Paths and timings of the peopling of Polynesia inferred from genomic networks.
Ioannidis AG., Blanco-Portillo J., Sandoval K., Hagelberg E., Barberena-Jonas C., Hill AVS., Rodríguez-Rodríguez JE., Fox K., Robson K., Haoa-Cardinali S., Quinto-Cortés CD., Miquel-Poblete JF., Auckland K., Parks T., Sofro ASM., Ávila-Arcos MC., Sockell A., Homburger JR., Eng C., Huntsman S., Burchard EG., Gignoux CR., Verdugo RA., Moraga M., Bustamante CD., Mentzer AJ., Moreno-Estrada A.
Polynesia was settled in a series of extraordinary voyages across an ocean spanning one third of the Earth1, but the sequences of islands settled remain unknown and their timings disputed.
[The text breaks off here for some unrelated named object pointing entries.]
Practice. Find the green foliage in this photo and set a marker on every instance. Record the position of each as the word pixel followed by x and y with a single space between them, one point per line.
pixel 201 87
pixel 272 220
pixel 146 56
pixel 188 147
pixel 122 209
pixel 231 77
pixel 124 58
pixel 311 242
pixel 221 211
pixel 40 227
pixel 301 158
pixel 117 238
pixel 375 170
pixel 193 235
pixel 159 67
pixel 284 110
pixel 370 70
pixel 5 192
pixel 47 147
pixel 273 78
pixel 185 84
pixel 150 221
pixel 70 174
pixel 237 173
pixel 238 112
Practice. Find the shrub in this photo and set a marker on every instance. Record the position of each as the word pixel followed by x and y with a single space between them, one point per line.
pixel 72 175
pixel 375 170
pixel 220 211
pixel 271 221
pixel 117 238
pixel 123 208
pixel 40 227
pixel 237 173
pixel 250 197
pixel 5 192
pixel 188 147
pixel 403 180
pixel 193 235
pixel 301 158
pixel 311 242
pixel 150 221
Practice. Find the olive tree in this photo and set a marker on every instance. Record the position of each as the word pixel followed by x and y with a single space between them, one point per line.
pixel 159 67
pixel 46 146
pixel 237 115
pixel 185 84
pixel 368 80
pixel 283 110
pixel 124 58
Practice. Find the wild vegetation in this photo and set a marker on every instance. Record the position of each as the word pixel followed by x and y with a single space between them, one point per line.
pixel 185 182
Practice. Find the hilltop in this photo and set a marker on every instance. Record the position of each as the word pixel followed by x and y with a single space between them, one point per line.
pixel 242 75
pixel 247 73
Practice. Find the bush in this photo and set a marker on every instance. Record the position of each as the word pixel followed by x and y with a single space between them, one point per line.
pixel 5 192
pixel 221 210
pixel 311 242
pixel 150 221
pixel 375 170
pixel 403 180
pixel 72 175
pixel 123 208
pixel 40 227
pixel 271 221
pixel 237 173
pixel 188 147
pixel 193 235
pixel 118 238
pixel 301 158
Currently, several centuries separate the dates suggested by different archaeological surveys2-4. Here, using genome-wide data from merely 430 modern individuals from 21 key Pacific island populations and novel ancestry-specific computational analyses, we unravel the detailed genetic history of this vast, dispersed island network. Our reconstruction of the branching Polynesian migration sequence reveals a serial founder expansion, characterized by directional loss of variants, that originated in Samoa and spread first through the Cook Islands (Rarotonga), then to the Society (Tōtaiete mā) Islands (11th century), the western Austral (Tuha'a Pae) Islands and Tuāmotu Archipelago (12th century), and finally to the widely separated, but genetically connected, megalithic statue-building cultures of the Marquesas (Te Henua 'Enana) Islands in the north, Raivavae in the south, and Easter Island (Rapa Nui), the easternmost of the Polynesian islands, settled in approximately AD 1200 via Mangareva.